JACKSONVILLE, Fla. – Drugmaker Merck asked U.S. regulators Monday to authorize its pill for treating COVID-19 in what would add an entirely new and easy-to-use weapon to the world’s arsenal against the pandemic.
If cleared by the Food and Drug Administration — a decision that could come in a matter of weeks — it would be the first pill shown to treat the illness. All other FDA-backed treatments against COVID-19 require an IV or injection.
The FDA will scrutinize company data on the safety and effectiveness of the drug, molnupiravir, before rendering a decision.
Merck and its partner Ridgeback Biotherapeutic said they specifically asked the agency to grant emergency use for adults with mild-to-moderate COVID-19 who are at risk for severe disease or hospitalization. That is roughly the way COVID-19 infusion drugs are used.
The company reported earlier this month that the antiviral pill cut hospitalizations and deaths by half among patients with early symptoms of COVID-19. The results were so strong that independent medical experts monitoring the trial recommended stopping it early.
Side effects were similar between patients who got the drug and those in a testing group who received a dummy pill. But Merck has not publicly detailed the types of problems reported, which will be a key part of the FDA’s review.
“So, basically, what it’s doing is it’s working on the virus’s RNA to prevent it from replicating. So, if a virus cannot replicate in your body, it cannot survive,” said Dr.
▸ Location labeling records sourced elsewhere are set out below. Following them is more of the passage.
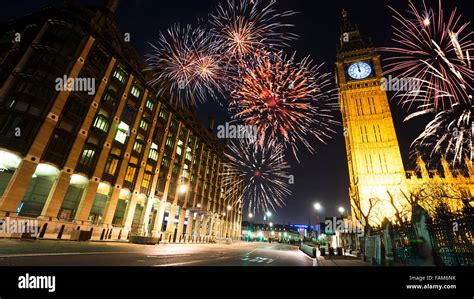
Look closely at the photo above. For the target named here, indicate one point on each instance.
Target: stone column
(87, 201)
(130, 212)
(189, 228)
(17, 187)
(156, 231)
(145, 217)
(58, 191)
(182, 215)
(204, 226)
(197, 229)
(111, 206)
(171, 216)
Sunil Joshi, president of the Duval County Medical Society Foundation.
The treatment would be given as four pills taken twice a day for five days. The goal is for something similar to Tamiflu, the 20-year-old flu medication that shortens the illness by a day or two and blunts the severity of symptoms like fever, cough and stuffy nose.
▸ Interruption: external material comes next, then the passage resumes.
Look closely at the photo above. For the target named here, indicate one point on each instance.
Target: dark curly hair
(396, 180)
“This is going to be much, much more convenient than the monoclonal and significantly less expensive — the kind of thing you can prescribe and, hopefully, have at a pharmacy to just pick up,” Joshi said.
Three FDA-authorized antibody drugs have proved highly effective at reducing COVID-19 deaths, but they are expensive, hard to produce and require specialty equipment and health professionals to deliver.
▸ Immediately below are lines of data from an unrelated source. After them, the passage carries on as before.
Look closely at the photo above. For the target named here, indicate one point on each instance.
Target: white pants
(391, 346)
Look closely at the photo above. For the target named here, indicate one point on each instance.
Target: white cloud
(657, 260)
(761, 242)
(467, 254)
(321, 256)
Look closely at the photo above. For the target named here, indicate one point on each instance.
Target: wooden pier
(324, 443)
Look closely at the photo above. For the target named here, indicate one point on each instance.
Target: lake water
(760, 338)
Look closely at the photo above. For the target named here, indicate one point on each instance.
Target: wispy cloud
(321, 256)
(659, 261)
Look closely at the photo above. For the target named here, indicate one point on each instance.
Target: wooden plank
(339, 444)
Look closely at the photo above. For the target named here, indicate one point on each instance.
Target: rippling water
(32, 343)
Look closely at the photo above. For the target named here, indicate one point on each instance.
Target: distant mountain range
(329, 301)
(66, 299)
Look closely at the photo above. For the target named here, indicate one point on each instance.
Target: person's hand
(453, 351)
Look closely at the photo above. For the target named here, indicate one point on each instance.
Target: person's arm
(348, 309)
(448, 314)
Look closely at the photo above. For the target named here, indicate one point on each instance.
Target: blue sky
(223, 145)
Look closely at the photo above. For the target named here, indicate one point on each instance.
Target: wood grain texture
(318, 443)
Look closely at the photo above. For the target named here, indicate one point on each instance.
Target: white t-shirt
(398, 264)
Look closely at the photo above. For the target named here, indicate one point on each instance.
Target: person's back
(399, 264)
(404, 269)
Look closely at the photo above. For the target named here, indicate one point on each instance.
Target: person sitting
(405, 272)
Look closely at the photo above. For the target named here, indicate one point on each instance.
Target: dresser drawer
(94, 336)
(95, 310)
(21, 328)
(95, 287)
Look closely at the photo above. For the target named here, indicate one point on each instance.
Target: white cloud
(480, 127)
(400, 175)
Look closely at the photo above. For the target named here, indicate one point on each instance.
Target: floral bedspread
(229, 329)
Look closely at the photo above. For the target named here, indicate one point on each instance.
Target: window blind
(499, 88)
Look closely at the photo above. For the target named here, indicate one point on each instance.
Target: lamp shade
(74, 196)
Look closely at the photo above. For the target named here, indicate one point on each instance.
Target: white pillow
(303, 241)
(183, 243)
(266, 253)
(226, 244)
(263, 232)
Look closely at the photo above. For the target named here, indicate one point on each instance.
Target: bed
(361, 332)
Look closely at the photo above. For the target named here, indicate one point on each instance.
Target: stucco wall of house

Assuming FDA authorization, the U.S. government has agreed to buy enough of the pills to treat 1.7 million people, at a price of roughly $700 for each course of treatment. That’s less than half the price of the antibody drugs purchased by the U.S. government — over $2,000 per infusion — but still more expensive than many antiviral pills for other conditions.
Top U.S. health officials continue to push vaccinations as the best way to protect against COVID-19. Joshi said he hopes people will continue to get vaccinated.
“Prevention is first and foremost for any disease process,” Joshi said. “But if you do get the virus, it’s good to have other treatment options that are more convenient and more readily available.”